Re: [Lapackpp-devel] Lapackpp scaled matrix addition

SourceForge Headquarters 1320 Columbia Street Suite 310 San Diego, CA 92101 +1 (858) 422-6466

On Tue, 15 May 2007, Christian Stimming wrote:

> Am Montag, 14. Mai 2007 16:59 schrieb Matti Varjokallio:
> > > >Am I correct in saying that currently the possibilities to compute a
> > > >scaled matrix sum in lapack++ are:
> > > >1) Do a basic double-loop
> > > >2) Blas_Mat_Mat_Mult with the second argument as identity matrix
> > > >3) Blas_Scale for the second argument and use +-operator which is
> > > >marked deprecated
> > > >
> > > > It seems that there is a Blas_Add_Mult -function only for vectors, but
> > > > not for matrices? Is there some specific reason for this or could a
> > > > wrapper for dgema be added?
> > >
> > > Oh, there exists dgema that does this? In that case it would be nice to
> > > have a wrapper for this, indeed. If you're up to submitting a patch, I'd
> > > happily include it into lapackpp; otherwise I might be able to do this
> > > maybe in June.
> >
> > Sorry it turned out that I was browsing through some Compaq-specific
> > extensions and thought it was plain LAPACK-interface.

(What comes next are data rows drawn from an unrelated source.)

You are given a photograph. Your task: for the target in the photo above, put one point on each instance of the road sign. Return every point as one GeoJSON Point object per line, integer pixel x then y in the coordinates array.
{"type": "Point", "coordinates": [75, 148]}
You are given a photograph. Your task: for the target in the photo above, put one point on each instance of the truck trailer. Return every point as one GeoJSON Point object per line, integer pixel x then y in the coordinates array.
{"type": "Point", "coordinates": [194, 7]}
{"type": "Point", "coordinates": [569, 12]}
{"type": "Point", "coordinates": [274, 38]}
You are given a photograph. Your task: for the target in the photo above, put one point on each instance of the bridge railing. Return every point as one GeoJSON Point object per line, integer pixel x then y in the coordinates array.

Also ESSL gives
> > dgeadd for this purpose, but there seems to be no such function in LAPACK.
> 
> Ah, ok. Yes, that's what I knew as well. Even though I needed this at times, 
> there wasn't any function available except for Blas_Mat_Mat_Mult with an 
> identity matrix.
> 
> > Would it make sense to use daxpy (scaled vector addition) to make
> > something like Blas_Add_Mult(LaGenMatDouble&, double, const
> > &LaGenMatDouble)?
> 
> I'm not so sure. We're talking about an element-wise sum of matrices? In that 
> case daxpy does not make sense because it always calculates the (scaled) 
> inner product of two vectors, if I recall correctly. 
> 
> I'm open for patches that implement this function "by hand" in lapackpp. 
> However I've regularly been surprised by the speed of the existing LAPACK 
> function. In cases like this I'd like to hear (with some convincing numbers) 
> that a hand-written function is indeed faster than Blas_Mat_Mat_Mult 
> with "weird" input arguments (identity etc.). Profiling numbers could be 
> obtained by e.g. valgrind's tool callgrind or others.
> 
> Regards,
> 
> Christian

Hi again,

Daxpy wasn't scaled inner product, but scaled vector addition. 
Blas_Add_Mult uses it internally. It seems to work 
for matrices as well, so I suggest:

void Blas_Add_Mult_Mat(LaGenMatDouble &A,
                       double alpha,
                       const LaGenMatDouble &B)
{
  assert(A.rows() == B.rows());
  assert(A.cols() == B.cols());
  assert(A.inc(0) == B.inc(0));
  assert(A.inc(1) == B.inc(1));

  integer n = A.rows()*A.cols();
  integer inca = A.inc(0), incb = B.inc(0);

  F77NAME(daxpy)(&n, &alpha, &B(0,0), &incb, &A(0,0), &inca);
}

...although I tried it only couple of occasions. I don't know if those 
inc-asserts are needed. Just naming it Blas_Add_Mult won't work because 
LaVectorDouble was inherited from LaGenMatDouble.

-Matti